My go-to setup is a Canon 1Ds Mark III body with a Canon 24-70mm f/2.8 lens.

The 1Ds Mark III is a magnificent camera. Highlights include a full frame sensor, tons of megapixels, good high-ISO performance, lots of dynamic range, and beautiful, natural-looking images. Plus it’s weather sealed and built like a tank.

Although most of the 1Ds III’s specs and features have been met or exceeded by the newer, smaller, lighter, and much less expensive 5D Mark II, the 1Ds III is still my choice hands down. The rock-solid build, the weight, the way the shutter release feels, the giant batteries that last for days, and a million other tiny things make me feel so much more comfortable shooting with the 1Ds.

I do have a 5D II primarily for shooting video, and while it does take gorgeous photos, I can’t help but feel like they’re somehow more “plasticy” than the 1Ds’ images. I haven’t done any kind of side-by-side comparisons or anything like that (although I guess I probably should); it’s more of a gut feeling that the 1Ds’ images are more pleasing to my eye; more organic maybe. I’m sure if I used the 5D to shoot photos more often I’d get used to it, but for now, I’m loving my 1Ds.

And regarding the 24-70, I’d say 75% of my photos are shot with that lens.* It has a lot of pros – sharp, relatively fast, etc., but I’d say it’s greatest virtue is its versatility.
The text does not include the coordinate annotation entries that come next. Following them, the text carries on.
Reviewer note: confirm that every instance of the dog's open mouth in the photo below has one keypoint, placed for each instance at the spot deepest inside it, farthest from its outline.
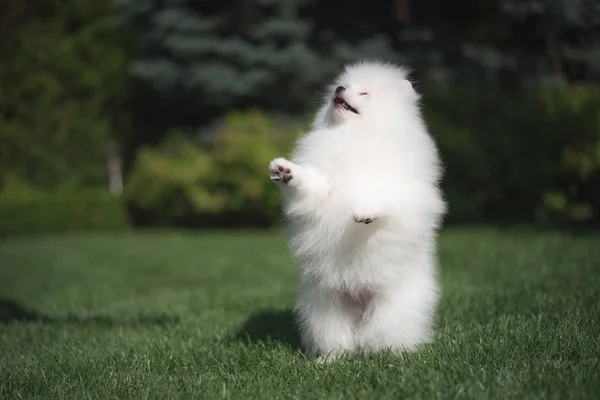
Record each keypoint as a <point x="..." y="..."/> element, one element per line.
<point x="338" y="102"/>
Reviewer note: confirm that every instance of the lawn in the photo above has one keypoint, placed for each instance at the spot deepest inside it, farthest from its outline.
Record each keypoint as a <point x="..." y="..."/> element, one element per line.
<point x="208" y="315"/>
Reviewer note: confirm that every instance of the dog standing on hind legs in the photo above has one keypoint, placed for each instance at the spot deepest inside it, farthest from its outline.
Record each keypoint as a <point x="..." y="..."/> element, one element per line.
<point x="363" y="207"/>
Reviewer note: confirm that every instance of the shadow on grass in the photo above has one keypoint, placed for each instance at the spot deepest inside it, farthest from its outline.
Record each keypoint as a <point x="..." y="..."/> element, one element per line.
<point x="13" y="312"/>
<point x="266" y="326"/>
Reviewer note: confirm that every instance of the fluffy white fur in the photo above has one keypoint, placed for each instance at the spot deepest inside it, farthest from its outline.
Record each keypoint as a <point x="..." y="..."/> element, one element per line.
<point x="363" y="206"/>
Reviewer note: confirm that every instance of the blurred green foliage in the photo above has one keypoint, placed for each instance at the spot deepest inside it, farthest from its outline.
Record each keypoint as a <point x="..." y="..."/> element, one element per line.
<point x="508" y="93"/>
<point x="533" y="157"/>
<point x="61" y="99"/>
<point x="29" y="211"/>
<point x="527" y="157"/>
<point x="224" y="182"/>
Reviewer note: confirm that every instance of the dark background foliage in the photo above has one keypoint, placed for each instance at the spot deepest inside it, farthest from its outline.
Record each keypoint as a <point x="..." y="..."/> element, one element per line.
<point x="200" y="95"/>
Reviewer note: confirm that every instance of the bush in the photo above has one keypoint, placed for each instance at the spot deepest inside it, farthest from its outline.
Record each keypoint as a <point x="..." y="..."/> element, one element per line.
<point x="222" y="183"/>
<point x="33" y="211"/>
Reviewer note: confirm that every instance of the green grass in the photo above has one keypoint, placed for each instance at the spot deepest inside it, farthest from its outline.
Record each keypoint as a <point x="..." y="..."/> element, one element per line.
<point x="180" y="315"/>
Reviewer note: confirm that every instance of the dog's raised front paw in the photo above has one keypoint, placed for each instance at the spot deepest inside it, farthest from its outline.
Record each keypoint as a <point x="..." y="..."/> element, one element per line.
<point x="365" y="219"/>
<point x="280" y="170"/>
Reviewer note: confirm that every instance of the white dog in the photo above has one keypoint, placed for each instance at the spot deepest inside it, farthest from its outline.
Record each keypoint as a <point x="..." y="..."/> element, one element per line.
<point x="363" y="206"/>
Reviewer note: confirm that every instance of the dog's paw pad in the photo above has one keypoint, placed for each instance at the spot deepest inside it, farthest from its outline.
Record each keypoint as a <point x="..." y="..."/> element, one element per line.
<point x="280" y="170"/>
<point x="365" y="219"/>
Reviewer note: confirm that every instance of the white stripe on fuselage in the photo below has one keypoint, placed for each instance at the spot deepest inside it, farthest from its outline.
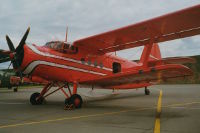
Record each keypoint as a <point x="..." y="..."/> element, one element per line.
<point x="34" y="49"/>
<point x="34" y="64"/>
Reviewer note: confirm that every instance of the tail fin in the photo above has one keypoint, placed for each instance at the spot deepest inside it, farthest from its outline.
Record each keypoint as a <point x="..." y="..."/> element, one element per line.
<point x="155" y="54"/>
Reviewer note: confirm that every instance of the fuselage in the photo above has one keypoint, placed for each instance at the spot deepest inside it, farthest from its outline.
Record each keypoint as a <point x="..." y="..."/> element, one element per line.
<point x="54" y="65"/>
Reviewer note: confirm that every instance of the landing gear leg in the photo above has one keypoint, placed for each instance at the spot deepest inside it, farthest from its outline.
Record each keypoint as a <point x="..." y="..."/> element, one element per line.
<point x="75" y="100"/>
<point x="147" y="91"/>
<point x="38" y="98"/>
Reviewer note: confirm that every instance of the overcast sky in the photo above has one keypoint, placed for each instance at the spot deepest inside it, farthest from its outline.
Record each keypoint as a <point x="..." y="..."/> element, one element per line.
<point x="48" y="20"/>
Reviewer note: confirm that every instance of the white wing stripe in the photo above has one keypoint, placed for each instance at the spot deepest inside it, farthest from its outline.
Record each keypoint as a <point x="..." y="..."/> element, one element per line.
<point x="34" y="64"/>
<point x="34" y="49"/>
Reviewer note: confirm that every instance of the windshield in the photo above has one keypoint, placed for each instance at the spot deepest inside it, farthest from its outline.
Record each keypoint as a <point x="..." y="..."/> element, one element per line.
<point x="62" y="47"/>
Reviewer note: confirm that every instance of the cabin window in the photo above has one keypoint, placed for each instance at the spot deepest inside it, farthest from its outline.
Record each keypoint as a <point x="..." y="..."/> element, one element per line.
<point x="116" y="67"/>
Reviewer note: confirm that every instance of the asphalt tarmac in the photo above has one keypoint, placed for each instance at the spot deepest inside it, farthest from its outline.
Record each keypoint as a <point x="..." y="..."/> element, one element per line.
<point x="168" y="109"/>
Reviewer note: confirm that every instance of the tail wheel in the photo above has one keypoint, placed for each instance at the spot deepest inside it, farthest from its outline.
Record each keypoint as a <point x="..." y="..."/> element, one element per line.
<point x="34" y="99"/>
<point x="74" y="100"/>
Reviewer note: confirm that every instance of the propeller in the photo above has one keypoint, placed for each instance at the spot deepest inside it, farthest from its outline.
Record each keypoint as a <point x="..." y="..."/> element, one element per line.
<point x="17" y="54"/>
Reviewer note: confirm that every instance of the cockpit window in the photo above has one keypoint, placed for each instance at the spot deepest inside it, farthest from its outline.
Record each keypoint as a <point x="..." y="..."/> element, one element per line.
<point x="62" y="47"/>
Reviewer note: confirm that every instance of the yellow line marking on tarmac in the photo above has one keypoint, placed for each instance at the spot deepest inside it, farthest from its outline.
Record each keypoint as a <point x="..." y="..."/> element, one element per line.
<point x="158" y="113"/>
<point x="93" y="115"/>
<point x="72" y="118"/>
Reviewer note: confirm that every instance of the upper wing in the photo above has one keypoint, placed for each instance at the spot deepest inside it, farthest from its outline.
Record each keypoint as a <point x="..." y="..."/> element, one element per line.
<point x="183" y="23"/>
<point x="147" y="75"/>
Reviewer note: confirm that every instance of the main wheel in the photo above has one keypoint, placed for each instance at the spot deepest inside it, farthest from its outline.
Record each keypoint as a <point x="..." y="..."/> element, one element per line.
<point x="15" y="89"/>
<point x="34" y="100"/>
<point x="74" y="100"/>
<point x="147" y="91"/>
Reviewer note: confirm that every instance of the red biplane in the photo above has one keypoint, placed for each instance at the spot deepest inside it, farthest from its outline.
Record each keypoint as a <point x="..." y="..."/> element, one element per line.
<point x="89" y="62"/>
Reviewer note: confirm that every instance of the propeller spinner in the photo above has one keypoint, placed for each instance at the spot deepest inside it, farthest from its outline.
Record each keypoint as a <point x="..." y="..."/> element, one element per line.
<point x="17" y="54"/>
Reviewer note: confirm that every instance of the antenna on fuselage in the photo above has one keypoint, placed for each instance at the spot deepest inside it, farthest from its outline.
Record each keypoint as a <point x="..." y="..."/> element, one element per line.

I find that the 24-70mm range seems to encompass the vast majority of focal lengths I want to shoot at; I rarely find myself wanting to go wider than 24mm or longer than 70mm.

Of course sometimes I do need something wider or longer, or faster than f/2.8, so I do lug a few other lenses around. My other favorite is definitely the 85mm f/1.2. It’s by far the sharpest lens I own, and I’ve shot a lot of my personal favorite photos with it. It’s just not nearly as versatile as the 24-70, so it doesn’t get used as frequently. I also have a 16-35mm f/2.8 and 15mm fisheye that don’t come out of my bag very often but can be quite indispensable in the right situations.

It would be wonderful to have an assortment of fast prime lenses – a 24mm, 35mm, and 50mm – but I just can’t justify the added cost, added hassle of constantly switching lenses, and perhaps most importantly, the added space and weight that would be taken up in my bag when the 24-70 does such a fine job on its own.

* Indeed, according to the stats in my Lightroom catalog, 76% of the photos I’ve shot over the past two years were with the 24-70. Interestingly, the 24-70 accounts for only 62% of photos I’ve shot that I’ve rated with five stars – the 85mm f/1.2 comes in heavy in that category.